Join stage is not giving expected result.

Post questions here relative to DataStage Enterprise/PX Edition for such areas as Parallel job design, Parallel datasets, BuildOps, Wrappers, etc.

Moderators: chulett, rschirm, roy

videsh77
Premium Member
Premium Member
Posts: 97
Joined: Thu Dec 02, 2004 10:43 am
Contact:

Join stage is not giving expected result.

Post by videsh77 »

To the Join stage :

I have left set as -

B
C
D
E
F
H
M
N
O
Q


I have right set as -

A,B
B,C
C,D
D,E
E,F
F,G
F,H
H,I
H,J
E,K
E,L
A,M
M,N
N,O
O,P
N,Q
Q,E
Q,R

After Join I expect data as -

B,C
C,D
D,E
E,F
F,G
F,H
H,I
H,J
E,K
E,L
M,N
N,O
O,P
N,Q
Q,E
Q,R

i.e. Retrieving those records which has common values as first column.

So before join stage I have data sorted by using explicit sort on 1st column. In the join stage I have applied inner join. Key used is 1st column. Data coming to join stage is hash sorted. But in the output of this join stage I am not getting the expected result.

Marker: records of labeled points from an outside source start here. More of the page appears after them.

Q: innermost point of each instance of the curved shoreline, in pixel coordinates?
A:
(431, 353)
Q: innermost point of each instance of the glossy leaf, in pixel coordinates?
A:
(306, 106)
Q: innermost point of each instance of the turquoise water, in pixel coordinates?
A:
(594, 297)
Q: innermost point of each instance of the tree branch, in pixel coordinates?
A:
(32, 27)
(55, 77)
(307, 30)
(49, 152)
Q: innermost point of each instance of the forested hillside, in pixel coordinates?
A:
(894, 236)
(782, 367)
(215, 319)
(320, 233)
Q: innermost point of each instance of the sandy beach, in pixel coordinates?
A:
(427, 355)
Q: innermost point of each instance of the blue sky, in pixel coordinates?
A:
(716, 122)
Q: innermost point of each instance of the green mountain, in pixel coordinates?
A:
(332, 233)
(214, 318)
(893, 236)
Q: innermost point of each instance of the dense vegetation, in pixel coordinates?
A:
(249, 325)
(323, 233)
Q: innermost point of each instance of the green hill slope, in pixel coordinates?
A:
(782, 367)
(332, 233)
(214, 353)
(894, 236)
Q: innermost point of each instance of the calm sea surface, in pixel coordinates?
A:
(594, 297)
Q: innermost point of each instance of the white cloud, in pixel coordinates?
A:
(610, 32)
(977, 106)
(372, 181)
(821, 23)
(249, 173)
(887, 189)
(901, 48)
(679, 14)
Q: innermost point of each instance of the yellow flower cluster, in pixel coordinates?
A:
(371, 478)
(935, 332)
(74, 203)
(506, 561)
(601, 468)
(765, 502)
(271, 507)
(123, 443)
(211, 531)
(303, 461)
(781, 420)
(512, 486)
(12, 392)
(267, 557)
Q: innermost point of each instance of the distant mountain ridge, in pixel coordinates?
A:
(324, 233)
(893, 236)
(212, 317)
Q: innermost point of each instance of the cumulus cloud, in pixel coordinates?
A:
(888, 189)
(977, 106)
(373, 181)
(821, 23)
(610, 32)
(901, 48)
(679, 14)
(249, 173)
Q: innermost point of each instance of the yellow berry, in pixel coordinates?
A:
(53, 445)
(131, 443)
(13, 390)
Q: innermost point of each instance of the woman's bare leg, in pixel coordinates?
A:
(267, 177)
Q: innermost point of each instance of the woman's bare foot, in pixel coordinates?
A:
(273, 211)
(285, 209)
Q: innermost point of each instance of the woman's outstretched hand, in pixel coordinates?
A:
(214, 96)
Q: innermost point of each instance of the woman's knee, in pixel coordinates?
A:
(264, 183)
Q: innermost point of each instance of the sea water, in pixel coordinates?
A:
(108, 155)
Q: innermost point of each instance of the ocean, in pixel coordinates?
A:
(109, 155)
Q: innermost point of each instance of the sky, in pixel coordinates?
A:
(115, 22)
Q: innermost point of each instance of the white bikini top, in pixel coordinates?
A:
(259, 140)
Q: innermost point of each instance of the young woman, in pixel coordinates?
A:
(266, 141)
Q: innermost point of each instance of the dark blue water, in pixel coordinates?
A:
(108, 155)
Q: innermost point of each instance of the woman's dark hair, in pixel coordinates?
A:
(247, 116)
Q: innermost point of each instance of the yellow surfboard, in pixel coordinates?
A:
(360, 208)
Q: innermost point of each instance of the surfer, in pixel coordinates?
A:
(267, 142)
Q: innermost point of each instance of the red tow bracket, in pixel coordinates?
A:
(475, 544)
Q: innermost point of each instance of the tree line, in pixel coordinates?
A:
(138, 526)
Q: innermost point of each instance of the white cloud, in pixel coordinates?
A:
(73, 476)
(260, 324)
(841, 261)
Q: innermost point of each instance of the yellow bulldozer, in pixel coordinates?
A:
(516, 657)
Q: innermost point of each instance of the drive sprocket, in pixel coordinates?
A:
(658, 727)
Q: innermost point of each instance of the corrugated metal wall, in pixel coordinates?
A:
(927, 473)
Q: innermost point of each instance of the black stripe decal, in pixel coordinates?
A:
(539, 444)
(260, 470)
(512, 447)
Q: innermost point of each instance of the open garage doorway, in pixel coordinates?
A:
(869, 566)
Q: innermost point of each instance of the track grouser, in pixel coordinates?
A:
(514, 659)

Can anyone please guide me, where I am going wrong?
Thanks with regards,
videsh.
DSguru2B
Charter Member
Charter Member
Posts: 6854
Joined: Wed Feb 09, 2005 3:44 pm
Location: Houston, TX

Post by DSguru2B »

Everything looks ok to me. What is your result? Also try it in sequential order to see if the data is really getting joined or not? You might be having a leading trailing spaces.
Creativity is allowing yourself to make mistakes. Art is knowing which ones to keep.
videsh77
Premium Member
Premium Member
Posts: 97
Joined: Thu Dec 02, 2004 10:43 am
Contact:

Post by videsh77 »

Data I am having is in the DataSets. Also I checked the Sequential files, before they are passed on to DataSet.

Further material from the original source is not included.